Attendue depuis quelques mois par le monde culturel et tous les citoyens béninois, la restitution du Kataklè a été officiellement effective, mardi 13 mai dernier au palais de la Marina, en présence d’une délégation finlandaise conduite par le ministre des Sciences et de la Culture. Il s’agit d’un tabouret sculpté dans un seul morceau de bois qui représente un attribut royal utilisé comme trône portatif par le roi Béhanzin.

Avant le Kataklè, le Bénin avait réceptionné en novembre 2021, 26 trésors royaux venus de la France. Les biens culturels restitués étaient constitués entre autres de trônes et de statues anthropomorphes qui appartenaient aux rois d’Abomey. La plupart ont été pillés par les troupes françaises à la chute du roi Béhanzin, dernier souverain ayant lutté contre la pénétration coloniale, en 1892. Le musée du Quai Branly les présente d’ailleurs comme issus de la collection privée du général Alfred Dodds, le chef de l’expédition militaire française qui fit tomber Abomey.

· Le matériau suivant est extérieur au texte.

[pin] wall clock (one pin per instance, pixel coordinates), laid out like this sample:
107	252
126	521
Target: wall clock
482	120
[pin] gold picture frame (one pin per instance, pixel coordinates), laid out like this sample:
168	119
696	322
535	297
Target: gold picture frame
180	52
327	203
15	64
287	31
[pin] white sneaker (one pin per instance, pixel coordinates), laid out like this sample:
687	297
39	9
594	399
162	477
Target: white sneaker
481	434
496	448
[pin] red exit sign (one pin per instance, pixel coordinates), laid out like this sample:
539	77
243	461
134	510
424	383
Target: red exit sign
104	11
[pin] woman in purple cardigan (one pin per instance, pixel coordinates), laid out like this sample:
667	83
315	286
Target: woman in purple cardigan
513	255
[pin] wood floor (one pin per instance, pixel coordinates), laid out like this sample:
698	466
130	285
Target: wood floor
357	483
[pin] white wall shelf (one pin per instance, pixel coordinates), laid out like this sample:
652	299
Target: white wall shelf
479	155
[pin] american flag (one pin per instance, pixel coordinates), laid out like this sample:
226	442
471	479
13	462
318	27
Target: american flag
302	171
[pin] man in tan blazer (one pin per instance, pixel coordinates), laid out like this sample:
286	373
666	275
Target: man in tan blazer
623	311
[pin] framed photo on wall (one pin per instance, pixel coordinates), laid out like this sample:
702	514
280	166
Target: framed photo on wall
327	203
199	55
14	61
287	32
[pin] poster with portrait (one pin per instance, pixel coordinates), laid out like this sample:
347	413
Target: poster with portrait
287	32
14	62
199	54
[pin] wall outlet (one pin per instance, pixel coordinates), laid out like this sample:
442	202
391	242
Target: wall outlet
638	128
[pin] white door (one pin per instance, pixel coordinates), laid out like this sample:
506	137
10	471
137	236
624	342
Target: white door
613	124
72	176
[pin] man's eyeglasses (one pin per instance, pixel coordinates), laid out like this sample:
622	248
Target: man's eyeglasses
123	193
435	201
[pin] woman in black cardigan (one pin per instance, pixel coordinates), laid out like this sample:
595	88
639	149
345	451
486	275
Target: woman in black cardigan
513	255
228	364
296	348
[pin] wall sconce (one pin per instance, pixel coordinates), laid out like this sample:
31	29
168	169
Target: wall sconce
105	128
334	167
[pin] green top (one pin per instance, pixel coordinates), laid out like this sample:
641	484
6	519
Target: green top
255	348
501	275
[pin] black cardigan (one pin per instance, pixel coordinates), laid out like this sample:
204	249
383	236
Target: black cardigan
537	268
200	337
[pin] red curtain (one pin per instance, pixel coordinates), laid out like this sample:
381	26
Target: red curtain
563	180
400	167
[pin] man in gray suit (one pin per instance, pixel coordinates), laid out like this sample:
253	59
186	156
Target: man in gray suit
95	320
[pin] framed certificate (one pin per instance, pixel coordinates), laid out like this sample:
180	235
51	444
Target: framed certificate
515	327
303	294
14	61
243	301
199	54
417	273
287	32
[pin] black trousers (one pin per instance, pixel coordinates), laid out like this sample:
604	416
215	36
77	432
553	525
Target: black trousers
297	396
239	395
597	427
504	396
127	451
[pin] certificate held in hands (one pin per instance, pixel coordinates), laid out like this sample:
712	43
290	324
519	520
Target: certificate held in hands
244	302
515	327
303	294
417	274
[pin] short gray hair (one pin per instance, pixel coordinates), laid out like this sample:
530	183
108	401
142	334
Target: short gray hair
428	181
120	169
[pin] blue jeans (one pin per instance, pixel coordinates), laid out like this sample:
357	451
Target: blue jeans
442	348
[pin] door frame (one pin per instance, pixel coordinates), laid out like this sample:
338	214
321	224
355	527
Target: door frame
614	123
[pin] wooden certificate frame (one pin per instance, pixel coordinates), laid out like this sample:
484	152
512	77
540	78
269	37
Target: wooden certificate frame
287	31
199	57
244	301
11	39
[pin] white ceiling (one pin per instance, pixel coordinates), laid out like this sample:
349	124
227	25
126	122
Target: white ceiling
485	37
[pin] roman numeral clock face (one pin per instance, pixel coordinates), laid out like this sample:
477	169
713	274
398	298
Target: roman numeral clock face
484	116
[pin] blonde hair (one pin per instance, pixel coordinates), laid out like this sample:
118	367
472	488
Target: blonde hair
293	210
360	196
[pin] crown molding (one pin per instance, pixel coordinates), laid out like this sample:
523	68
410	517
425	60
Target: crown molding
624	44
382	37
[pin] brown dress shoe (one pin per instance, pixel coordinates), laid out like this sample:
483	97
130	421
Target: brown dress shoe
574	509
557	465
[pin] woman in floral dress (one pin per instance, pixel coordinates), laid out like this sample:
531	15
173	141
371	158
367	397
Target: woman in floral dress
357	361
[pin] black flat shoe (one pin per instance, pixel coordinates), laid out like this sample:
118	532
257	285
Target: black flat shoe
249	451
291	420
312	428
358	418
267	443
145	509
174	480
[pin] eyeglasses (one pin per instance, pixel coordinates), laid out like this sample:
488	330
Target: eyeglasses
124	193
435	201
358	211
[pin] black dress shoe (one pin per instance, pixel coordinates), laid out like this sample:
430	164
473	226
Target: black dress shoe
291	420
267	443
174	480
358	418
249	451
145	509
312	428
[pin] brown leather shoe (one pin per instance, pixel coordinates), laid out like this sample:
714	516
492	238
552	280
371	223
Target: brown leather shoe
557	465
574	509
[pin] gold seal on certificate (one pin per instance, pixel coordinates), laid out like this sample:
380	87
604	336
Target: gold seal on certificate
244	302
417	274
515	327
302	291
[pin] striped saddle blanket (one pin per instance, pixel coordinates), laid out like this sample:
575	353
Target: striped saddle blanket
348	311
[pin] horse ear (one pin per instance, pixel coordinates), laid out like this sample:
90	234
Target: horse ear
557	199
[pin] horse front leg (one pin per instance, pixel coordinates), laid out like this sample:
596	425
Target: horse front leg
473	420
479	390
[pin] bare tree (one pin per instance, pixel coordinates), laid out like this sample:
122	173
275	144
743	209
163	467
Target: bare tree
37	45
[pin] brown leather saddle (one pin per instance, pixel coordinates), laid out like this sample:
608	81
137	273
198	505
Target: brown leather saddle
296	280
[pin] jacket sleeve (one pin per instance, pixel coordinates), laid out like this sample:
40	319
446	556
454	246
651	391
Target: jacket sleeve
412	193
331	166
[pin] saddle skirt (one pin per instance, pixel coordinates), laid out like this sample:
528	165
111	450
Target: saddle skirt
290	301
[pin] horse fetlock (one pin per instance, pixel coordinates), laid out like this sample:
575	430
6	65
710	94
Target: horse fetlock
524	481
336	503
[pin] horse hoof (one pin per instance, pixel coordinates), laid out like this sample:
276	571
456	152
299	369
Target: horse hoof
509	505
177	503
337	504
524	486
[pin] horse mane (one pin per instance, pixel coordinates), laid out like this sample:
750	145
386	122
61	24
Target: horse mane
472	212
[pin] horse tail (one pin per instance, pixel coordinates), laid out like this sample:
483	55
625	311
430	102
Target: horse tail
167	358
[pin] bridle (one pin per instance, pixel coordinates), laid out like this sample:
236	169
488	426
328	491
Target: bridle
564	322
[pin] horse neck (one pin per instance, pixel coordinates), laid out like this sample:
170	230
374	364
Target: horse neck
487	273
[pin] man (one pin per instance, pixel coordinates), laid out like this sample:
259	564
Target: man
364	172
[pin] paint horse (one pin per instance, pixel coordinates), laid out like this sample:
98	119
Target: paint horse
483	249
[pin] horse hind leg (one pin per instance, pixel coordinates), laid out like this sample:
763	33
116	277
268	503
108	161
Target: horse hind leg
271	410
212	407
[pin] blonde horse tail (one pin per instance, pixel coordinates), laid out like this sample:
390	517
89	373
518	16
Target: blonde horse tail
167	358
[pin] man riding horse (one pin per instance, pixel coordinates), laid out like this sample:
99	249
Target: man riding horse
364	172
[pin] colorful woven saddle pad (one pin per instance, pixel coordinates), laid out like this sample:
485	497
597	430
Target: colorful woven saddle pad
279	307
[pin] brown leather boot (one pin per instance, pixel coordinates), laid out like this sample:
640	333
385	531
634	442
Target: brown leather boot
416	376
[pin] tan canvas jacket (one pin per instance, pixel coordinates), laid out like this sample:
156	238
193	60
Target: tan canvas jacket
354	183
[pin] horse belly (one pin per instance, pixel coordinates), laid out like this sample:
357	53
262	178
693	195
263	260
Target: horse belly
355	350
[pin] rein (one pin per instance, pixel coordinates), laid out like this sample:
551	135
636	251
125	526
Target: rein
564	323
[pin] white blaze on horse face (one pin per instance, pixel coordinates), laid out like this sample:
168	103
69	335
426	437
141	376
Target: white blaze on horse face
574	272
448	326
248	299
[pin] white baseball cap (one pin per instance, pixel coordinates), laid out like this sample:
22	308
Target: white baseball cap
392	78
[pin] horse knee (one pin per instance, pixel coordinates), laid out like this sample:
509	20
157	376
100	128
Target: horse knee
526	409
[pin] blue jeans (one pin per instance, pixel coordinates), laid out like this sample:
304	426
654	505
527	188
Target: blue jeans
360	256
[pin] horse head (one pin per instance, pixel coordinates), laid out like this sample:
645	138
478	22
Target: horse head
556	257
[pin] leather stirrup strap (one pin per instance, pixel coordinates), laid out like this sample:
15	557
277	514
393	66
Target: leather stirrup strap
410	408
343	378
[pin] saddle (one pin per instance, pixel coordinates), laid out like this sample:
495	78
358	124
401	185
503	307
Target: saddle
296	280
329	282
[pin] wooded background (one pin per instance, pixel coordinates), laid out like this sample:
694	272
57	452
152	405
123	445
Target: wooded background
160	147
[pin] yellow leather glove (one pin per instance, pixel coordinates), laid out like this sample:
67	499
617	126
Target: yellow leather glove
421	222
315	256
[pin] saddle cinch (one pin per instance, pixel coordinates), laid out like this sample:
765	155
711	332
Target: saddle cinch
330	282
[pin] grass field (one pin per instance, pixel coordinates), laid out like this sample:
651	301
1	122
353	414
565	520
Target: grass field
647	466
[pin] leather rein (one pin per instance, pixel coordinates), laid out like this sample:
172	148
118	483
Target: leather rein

La réception du Kataklè a été un précieux moment. « C’est envahi par une forte émotion, que j’ai admiré en fin de matinée du mardi 13 mai 2025 au palais de la Marina, le Kataklè du roi Béhanzin qui vient d’être restitué au Bénin par la République de Finlande. Ce siège royal, un des symboles de notre riche histoire et de notre fierté était logé au sein du musée national de Finlande depuis 1939 à la faveur d’un échange international de collections opéré avec la France », a publié Patrice Talon, président de la République sur ses canaux digitaux officiels. Fin connaisseur de l’histoire du pays, le chef de l’Etat a précisé dans sa publication le rôle et l’importance de ce trésor royal qui a rejoint son pays après 133 ans. « Symbole marquant du royaume de Danxomè, le Kataklè était utilisé uniquement lors de l’intronisation du roi. Bien plus qu’un simple retour d’objet, cette restitution marque la réaffirmation du droit de notre peuple à se réapproprier son histoire et à réinscrire dans son quotidien les témoins matériels de sa mémoire », a poursuivi Patrice Talon avant d’exprimer sa gratitude à la République de Finlande qui a su, d’une part, conserver ce précieux trésor et, d’autre part, œuvré avec le gouvernement à son retour sur sa terre d’origine.

« Il vient ainsi y rejoindre, trois années plus tard, les 26 trésors royaux déjà restitués par la France, marquant ainsi un autre tournant symbolique pour la souveraineté culturelle du Bénin, fer de lance des processus de restitution d’œuvres sur le continent. Merci à tous les acteurs qui ont rendu ce nouveau pas possible. Un pas de fierté et de dignité, qui n’est qu’un nouvel épisode du feuilleton qui nous conduira, j’en suis persuadé, à la restitution progressive de nombreuses autres œuvres de notre patrimoine, dispersées ici et là dans le monde », a conclu le président de la République.

Même appréciation pour la délégation finlandaise qui s’est réjouie de l’aboutissement du processus. « Le retour de cette œuvre est une reconnaissance de la valeur historique que cela revêt pour le Bénin », avait déclaré Mari-Leena Talvitie, ministre finlandaise des Sciences et de la Culture, lors de la remise du trésor royal à la partie béninoise. Avec pédagogie, elle avait rappelé l’histoire du Kataklè et les conditions de son arrivée en Finlande. « Nous reconnaissons la valeur culturelle et historique de cet événement pour le Bénin. Nous sommes reconnaissants de l’excellente coopération avec les autorités du Bénin dans la préparation de ces représentations importantes. Le Kataklè est venu au Musée national de la Finlande pour un échange de collections avec la France en 1939.

L’histoire du Kataklè a été inconnue pendant des décennies, jusqu’à ce que le Kataklè soit confirmé comme l’un des trésors pris du palais royal de Perpignan... Cette œuvre porte les relations entre nos deux pays à un autre niveau», avait détaillé la ministre finlandaise.